I realised that, though if you don't count the cost of calculation .. the best
would be
to have min_slots and max_slots the same .. and being correct. But cost of the
calculation count ..
on the other hand min_slots seems to be far too low in this case. Is the
nr_frags the best thing to check for ?
Wouldn't something like skbsize / PAGE_SIZE be a better estimate ?
> What I would expect is, even if they yield different values, checking
> the ring availability is enough before breaking SKB down.
> In your above case, max_slots_needed was met and SKB broken down. And as
> you said in your empirical test, bumping max_slots_needed by 1 prevented
> issues, then we might have problem calculating max_slots_needed. If you
> can work out what went wrong that can be very useful.
OK ran the whole night with "max_slots_needed+1" and i saw no triggering of
both:
- the non-fatal oddity (only a temporary cons > prod ..)
- the fatal case (leading to the grantref error)
So it seems we are off by one .. somewhere
At first the non-fatal oddity .. this one i really can't grasp:
[ 567.880282] vif vif-7-0 vif7.0: ?!? xenvif_start_xmit stopping queue !
min_slots_needed:4 vif->rx.sring->req_prod:562972 vif->rx.req_cons:562969
vif->rx.sring->req_event:562973
[ 569.893801] vif vif-7-0 vif7.0: ?!? xenvif_start_xmit stopping queue !
min_slots_needed:4 vif->rx.sring->req_prod:571188 vif->rx.req_cons:571187
vif->rx.sring->req_event:571189
[ 571.892419] vif vif-7-0 vif7.0: ?!? xenvif_start_xmit stopping queue !
min_slots_needed:4 vif->rx.sring->req_prod:577141 vif->rx.req_cons:577138
vif->rx.sring->req_event:577142
[ 575.451383] vif vif-7-0 vif7.0: ?!? get_next_rx_buffer before req
npo->meta_prod:6 vif->rx.sring->req_prod:590603 vif->rx.req_cons:590603
vif->rx.sring->req_event:589615, reserved_slots_left:0
[ 575.487721] vif vif-7-0 vif7.0: ?!? get_next_rx_buffer after req
npo->meta_prod:6 vif->rx.sring->req_prod:590660 vif->rx.req_cons:590604
req->gref:569 req->id:11 vif->rx.sring->req_event:589615 reserved_slots_left:-1
[ 575.524427] vif vif-7-0 vif7.0: ?!? xenvif_start_xmit stopping queue !
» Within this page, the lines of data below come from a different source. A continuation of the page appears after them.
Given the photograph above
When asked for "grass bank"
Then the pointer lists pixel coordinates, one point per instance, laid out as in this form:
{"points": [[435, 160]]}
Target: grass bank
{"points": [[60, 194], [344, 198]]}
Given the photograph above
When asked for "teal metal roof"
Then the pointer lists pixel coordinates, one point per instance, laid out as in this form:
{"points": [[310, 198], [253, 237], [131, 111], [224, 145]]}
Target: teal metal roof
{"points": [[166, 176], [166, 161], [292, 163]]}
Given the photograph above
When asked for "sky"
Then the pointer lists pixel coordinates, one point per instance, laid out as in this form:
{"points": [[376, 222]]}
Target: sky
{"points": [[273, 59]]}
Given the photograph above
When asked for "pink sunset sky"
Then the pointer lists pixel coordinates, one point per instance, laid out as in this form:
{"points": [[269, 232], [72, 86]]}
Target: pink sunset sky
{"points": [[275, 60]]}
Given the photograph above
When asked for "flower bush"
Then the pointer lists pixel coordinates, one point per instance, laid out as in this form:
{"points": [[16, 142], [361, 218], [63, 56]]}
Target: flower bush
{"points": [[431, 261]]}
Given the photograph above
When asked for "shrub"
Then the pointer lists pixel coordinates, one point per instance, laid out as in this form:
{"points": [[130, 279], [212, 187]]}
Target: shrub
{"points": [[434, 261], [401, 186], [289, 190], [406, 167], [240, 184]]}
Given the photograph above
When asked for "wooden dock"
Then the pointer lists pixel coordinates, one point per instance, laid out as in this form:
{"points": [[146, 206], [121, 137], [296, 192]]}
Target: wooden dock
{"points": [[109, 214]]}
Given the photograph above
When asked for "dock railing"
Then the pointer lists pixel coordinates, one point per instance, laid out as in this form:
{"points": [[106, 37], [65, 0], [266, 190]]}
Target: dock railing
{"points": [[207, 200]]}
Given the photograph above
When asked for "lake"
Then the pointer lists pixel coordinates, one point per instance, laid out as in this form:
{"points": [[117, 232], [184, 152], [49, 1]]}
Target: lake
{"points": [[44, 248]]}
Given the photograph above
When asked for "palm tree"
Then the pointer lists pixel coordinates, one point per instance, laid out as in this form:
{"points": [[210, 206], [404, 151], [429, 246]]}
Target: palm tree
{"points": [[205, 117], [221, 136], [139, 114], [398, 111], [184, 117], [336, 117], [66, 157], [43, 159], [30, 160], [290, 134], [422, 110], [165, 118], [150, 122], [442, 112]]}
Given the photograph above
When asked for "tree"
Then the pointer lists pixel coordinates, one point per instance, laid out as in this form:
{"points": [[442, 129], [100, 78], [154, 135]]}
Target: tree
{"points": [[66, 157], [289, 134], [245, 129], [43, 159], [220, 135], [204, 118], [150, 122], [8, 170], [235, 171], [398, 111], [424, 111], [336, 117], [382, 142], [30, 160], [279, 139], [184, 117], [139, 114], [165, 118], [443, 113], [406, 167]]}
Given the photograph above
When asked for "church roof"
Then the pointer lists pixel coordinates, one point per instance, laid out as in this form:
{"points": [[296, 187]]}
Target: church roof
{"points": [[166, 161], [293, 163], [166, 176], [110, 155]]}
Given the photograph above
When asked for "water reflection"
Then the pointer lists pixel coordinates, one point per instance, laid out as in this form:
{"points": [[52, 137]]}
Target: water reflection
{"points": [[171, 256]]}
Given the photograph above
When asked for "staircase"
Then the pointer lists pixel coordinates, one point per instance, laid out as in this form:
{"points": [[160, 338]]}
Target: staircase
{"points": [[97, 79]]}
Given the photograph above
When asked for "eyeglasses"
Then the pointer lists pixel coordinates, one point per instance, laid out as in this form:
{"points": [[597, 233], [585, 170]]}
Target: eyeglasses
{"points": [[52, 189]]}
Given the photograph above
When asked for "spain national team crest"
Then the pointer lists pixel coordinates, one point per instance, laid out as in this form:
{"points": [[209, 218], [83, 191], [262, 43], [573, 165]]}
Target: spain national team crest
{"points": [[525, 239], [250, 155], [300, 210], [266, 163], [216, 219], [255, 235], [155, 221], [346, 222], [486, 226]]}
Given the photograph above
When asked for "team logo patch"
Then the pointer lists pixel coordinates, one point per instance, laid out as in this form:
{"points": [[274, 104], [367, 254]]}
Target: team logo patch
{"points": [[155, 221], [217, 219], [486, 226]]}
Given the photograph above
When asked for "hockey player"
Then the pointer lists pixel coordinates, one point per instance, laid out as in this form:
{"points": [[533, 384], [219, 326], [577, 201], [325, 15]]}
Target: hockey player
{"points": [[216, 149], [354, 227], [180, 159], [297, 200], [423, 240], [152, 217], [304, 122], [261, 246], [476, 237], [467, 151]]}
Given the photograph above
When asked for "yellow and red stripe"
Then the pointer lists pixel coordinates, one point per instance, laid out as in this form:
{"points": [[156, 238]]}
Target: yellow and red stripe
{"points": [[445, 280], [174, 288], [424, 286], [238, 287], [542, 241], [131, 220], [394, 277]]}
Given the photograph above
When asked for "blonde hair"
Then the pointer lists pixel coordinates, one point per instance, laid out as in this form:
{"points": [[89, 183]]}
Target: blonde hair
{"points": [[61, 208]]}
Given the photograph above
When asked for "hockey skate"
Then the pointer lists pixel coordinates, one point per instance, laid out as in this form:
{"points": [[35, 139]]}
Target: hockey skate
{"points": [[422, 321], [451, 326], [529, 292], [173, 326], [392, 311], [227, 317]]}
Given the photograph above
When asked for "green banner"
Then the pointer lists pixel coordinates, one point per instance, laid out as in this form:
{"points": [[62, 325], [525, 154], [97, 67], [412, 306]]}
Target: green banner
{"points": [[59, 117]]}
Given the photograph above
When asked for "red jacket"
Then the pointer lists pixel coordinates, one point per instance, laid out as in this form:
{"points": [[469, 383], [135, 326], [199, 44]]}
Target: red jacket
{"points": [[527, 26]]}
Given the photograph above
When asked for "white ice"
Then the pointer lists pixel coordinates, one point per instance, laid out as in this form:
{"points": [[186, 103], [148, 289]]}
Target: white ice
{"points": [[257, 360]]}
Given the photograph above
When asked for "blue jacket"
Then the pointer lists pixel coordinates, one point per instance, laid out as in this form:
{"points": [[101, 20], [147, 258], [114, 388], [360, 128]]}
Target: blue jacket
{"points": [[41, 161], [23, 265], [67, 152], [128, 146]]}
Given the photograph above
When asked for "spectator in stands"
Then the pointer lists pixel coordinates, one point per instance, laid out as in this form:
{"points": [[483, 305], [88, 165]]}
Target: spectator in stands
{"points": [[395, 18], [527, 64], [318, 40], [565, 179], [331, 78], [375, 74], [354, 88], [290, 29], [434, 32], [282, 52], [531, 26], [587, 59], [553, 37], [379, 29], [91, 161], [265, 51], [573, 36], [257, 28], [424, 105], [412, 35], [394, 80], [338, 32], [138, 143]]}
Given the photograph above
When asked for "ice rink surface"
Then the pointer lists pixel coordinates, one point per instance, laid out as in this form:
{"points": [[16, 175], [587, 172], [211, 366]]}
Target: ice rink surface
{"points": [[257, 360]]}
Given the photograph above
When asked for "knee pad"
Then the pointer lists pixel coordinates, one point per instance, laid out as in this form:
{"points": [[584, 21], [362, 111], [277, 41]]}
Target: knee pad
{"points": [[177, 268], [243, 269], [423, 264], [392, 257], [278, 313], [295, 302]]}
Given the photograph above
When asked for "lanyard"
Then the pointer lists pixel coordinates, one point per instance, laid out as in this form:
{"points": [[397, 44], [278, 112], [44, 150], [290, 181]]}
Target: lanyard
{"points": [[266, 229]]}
min_slots_needed:4 vif->rx.sring->req_prod:590660 vif->rx.req_cons:590660
vif->rx.sring->req_event:590661
[ 576.508063] vif vif-7-0 vif7.0: ?!? get_next_rx_buffer before req
npo->meta_prod:16 vif->rx.sring->req_prod:594343 vif->rx.req_cons:594343
vif->rx.sring->req_event:591619, reserved_slots_left:0
[ 576.544708] vif vif-7-0 vif7.0: ?!? get_next_rx_buffer after req
npo->meta_prod:16 vif->rx.sring->req_prod:594389 vif->rx.req_cons:594344
req->gref:668 req->id:167 vif->rx.sring->req_event:591619 reserved_slots_left:-1
[ 576.581595] vif vif-7-0 vif7.0: ?!? xenvif_start_xmit stopping queue !
min_slots_needed:4 vif->rx.sring->req_prod:594389 vif->rx.req_cons:594389
vif->rx.sring->req_event:594390
[ 577.325826] vif vif-7-0 vif7.0: ?!? xenvif_start_xmit stopping queue !
min_slots_needed:2 vif->rx.sring->req_prod:597248 vif->rx.req_cons:597247
vif->rx.sring->req_event:597249
[ 577.576973] vif vif-7-0 vif7.0: ?!? xenvif_start_xmit stopping queue !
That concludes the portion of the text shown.